Large scale differential gene expression analysis identifies genes associated with Bipolar Disorder

2019 
Abstract Background Bipolar disorder (BD) remains one of the most common psychiatric disorders with high morbidity and mortality. Several polymorphisms have been found to be implicated in the pathogenesis of BD, however, these loci have small effect sizes that fail to explain the high heritability of the disease. Here, we attempt to better understand the genetic basis of bipolar disorder by identifying differentially expressed genes (DEG) in post-mortem brain tissues of patients with BD versus normal controls. Methods Nine publicly available gene expression data sets with 702 samples derived from human post-mortem brain tissues were used for differential expression analysis. 7 data sets were used for the discovery of the gene signature and the other two were left for independent validation.
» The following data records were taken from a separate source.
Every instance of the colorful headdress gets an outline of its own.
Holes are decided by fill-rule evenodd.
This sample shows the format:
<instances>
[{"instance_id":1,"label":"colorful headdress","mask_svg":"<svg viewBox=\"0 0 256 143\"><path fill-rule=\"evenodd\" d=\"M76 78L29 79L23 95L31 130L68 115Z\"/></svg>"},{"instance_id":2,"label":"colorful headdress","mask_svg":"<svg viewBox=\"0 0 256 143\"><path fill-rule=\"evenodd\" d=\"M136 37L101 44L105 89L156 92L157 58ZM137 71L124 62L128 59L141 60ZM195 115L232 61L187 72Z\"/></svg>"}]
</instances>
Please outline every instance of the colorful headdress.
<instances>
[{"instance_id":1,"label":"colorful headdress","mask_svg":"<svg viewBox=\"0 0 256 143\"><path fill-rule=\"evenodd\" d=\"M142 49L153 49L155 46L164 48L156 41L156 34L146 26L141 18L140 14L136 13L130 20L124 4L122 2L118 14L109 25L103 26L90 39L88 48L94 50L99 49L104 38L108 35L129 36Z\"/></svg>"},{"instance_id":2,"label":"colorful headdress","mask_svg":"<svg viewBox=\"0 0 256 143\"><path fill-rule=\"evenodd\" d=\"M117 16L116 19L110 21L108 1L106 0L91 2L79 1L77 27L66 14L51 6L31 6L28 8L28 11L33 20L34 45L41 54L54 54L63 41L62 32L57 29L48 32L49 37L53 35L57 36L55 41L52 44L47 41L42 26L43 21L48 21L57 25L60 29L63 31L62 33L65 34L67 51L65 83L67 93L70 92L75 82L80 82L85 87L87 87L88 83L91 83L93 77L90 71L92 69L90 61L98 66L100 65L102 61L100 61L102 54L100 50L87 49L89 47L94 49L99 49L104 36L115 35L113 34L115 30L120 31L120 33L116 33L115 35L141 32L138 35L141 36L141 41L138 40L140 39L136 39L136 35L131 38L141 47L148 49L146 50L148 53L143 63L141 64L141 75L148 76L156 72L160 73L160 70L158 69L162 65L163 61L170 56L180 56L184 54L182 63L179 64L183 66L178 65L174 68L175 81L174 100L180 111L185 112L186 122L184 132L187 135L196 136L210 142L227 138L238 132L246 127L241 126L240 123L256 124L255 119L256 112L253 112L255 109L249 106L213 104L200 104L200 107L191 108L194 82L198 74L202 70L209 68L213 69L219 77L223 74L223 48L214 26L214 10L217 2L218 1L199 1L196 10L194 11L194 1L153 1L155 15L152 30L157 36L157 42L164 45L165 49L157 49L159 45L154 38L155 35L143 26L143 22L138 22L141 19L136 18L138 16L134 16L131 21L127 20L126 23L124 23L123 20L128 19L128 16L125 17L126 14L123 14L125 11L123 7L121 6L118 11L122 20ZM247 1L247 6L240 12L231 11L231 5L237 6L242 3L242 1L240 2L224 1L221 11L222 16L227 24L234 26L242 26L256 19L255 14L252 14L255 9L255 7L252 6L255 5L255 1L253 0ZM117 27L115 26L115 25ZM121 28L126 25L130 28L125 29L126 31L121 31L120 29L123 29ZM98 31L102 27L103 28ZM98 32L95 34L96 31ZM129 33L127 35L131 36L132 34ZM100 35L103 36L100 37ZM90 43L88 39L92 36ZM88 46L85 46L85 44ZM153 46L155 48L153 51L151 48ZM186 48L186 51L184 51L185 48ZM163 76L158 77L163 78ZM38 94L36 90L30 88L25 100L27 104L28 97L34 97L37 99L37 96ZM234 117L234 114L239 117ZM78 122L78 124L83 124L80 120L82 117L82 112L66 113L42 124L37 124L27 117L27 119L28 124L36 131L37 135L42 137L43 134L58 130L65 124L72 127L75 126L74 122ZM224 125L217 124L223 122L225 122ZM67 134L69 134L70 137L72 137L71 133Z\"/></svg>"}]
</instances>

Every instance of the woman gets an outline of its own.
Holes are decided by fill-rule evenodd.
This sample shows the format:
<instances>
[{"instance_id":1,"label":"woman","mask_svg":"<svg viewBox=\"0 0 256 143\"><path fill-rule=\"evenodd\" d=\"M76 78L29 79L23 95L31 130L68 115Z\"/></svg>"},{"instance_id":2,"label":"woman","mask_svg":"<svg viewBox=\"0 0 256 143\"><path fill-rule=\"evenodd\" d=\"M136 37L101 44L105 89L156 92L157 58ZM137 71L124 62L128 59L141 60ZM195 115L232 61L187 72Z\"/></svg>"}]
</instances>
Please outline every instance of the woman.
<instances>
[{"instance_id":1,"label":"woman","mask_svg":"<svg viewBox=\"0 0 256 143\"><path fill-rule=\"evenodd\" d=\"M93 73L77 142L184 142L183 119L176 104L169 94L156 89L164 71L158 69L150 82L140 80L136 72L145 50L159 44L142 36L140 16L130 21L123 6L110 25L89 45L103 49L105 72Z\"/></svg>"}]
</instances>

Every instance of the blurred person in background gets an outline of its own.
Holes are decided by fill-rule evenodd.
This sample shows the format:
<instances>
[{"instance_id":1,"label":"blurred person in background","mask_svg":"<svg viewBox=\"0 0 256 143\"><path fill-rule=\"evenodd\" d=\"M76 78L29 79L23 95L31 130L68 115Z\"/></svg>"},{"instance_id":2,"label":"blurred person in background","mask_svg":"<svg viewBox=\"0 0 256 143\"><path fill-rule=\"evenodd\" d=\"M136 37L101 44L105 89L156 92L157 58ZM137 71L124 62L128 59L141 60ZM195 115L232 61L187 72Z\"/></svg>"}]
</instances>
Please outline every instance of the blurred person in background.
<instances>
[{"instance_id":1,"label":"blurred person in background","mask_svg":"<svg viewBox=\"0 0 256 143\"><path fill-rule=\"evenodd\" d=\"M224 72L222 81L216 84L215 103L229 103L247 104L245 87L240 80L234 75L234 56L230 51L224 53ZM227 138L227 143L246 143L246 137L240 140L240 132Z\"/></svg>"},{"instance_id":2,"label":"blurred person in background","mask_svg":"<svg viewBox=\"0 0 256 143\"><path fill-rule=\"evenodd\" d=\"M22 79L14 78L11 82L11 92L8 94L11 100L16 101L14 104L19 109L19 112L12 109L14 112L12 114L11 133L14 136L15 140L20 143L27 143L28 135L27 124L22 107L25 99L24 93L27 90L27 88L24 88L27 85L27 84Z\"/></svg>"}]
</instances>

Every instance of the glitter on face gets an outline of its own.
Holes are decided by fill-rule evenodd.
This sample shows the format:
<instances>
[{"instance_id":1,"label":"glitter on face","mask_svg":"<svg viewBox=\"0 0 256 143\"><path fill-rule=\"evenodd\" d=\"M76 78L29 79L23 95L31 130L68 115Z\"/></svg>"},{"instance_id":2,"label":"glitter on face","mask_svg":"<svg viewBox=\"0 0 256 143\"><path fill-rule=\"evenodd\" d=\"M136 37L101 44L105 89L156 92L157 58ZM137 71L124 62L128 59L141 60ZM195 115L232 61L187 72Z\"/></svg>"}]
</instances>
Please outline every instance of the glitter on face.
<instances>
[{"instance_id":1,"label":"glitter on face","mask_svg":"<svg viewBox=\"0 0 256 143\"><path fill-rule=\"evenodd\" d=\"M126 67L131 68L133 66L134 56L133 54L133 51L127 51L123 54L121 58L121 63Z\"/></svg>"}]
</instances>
The multi-cohort analysis was performed using a random-effects model utilizing R and MetaIntegrator package. Results The analysis resulted in the identification of 13 up-regulated and 9 down-regulated genes in BD. The BD gene signature was further validated in two independent data sets and resulted in an Area Under the ROC Curve (AUC) of 0.74 and 0.73, respectively. Gene set enrichment analysis was performed and resulted in the identification of several biological processes and pathways related to BD including Ca transport, inflammation and DNA damage response. Conclusion Our findings support the previous findings that link BD pathogenesis to abnormalities in glial inflammation and calcium transport and also identify several other biological processes not previously reported to be associated with the development of BD. Such findings will improve our understanding of the genetic basis underlying BD and may have future clinical implications.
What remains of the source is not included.